Known child abusers ‘shielded’ by bureaucrats: inquiry into Tas education department cover-ups
An inquiry has found Tasmanian education department leaders allowed serial child abusers to keep teaching for decades, while even now some children’s complaints are “assumed to be untrue”.
An inquiry has found Tasmanian Education Department leaders allowed serial child abusers to teach for decades, while even now some children’s complaints are “assumed to be untrue”.

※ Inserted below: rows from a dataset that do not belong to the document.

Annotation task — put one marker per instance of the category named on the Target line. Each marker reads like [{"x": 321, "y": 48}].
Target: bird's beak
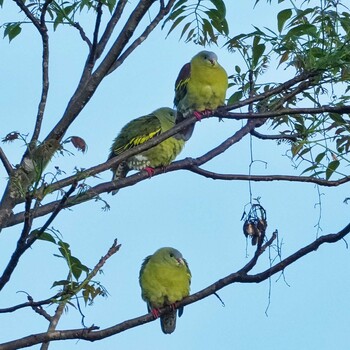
[{"x": 180, "y": 261}]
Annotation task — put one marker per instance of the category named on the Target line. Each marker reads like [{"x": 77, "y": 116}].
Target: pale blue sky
[{"x": 198, "y": 216}]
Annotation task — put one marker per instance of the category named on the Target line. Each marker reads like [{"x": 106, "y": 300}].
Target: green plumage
[
  {"x": 165, "y": 279},
  {"x": 141, "y": 130},
  {"x": 201, "y": 85}
]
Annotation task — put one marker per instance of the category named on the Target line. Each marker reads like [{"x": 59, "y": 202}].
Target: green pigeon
[
  {"x": 200, "y": 87},
  {"x": 165, "y": 279},
  {"x": 137, "y": 132}
]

The independent inquiry, following claims of multiple cover-ups of child sex abuse in schools, found past and ongoing cultural problems failed to protect and prioritise the safety of children.
“We found that, particularly in the 1970s, 1980s and 1990s, the predominant response of DoE to sexual abuse concerns and complaints was to protect itself from what it apparently saw as the legal, financial, and reputational risks attached to those concerns and complaints,” it found.
“We have found it deeply disturbing that, as concerns, complaints and ineffectual responses … piled up in DoE’s records, serial abusers … were not just allowed to keep teaching for decades, but that DoE leaders and others so wilfully disregarded the obvious risks and harms to students.
“DoE responses … routinely involved deflecting or ignoring concerns and complaints, often by disbelieving or blaming students, and by shielding alleged or known sexual abusers.”
Much of the report, by forensic psychologist Stephen Smallbone and legal academic Tim McCormack, was suppressed by the Tasmanian government for “a range of concerns and legal impediments”. The main findings and recommendations, released on Tuesday, were in part redacted.
Even so, they pulled few punches in describing an education system still struggling to adequately prevent and respond to both child-to-child abuse and adult-to-child abuse in schools.
Past protection of abusers, the report found, could not be dismissed as merely “just the way things were back then”. “Evidence in DoE’s own records shows that DoE officials very often acted in ways that were completely at odds with community expectations at the time,” the report concluded.
“We saw many examples of parents … teachers and principals, actively but ultimately unsuccessfully opposing the decisions of DoE to transfer known abusers to a new school.”
While persuaded DoE culture and leadership had “changed for the better, particularly over the last decade”, investigators found “residual cultural problems”.
A DoE statement said it was “deeply sorry for the historical abuse … and apologise unreservedly to the victims and survivors”.
Attorney-General Elise Archer and Education Minister Sarah Courtney said the report had been provided to the state commission of inquiry into state agencies’ responses to child sexual abuse.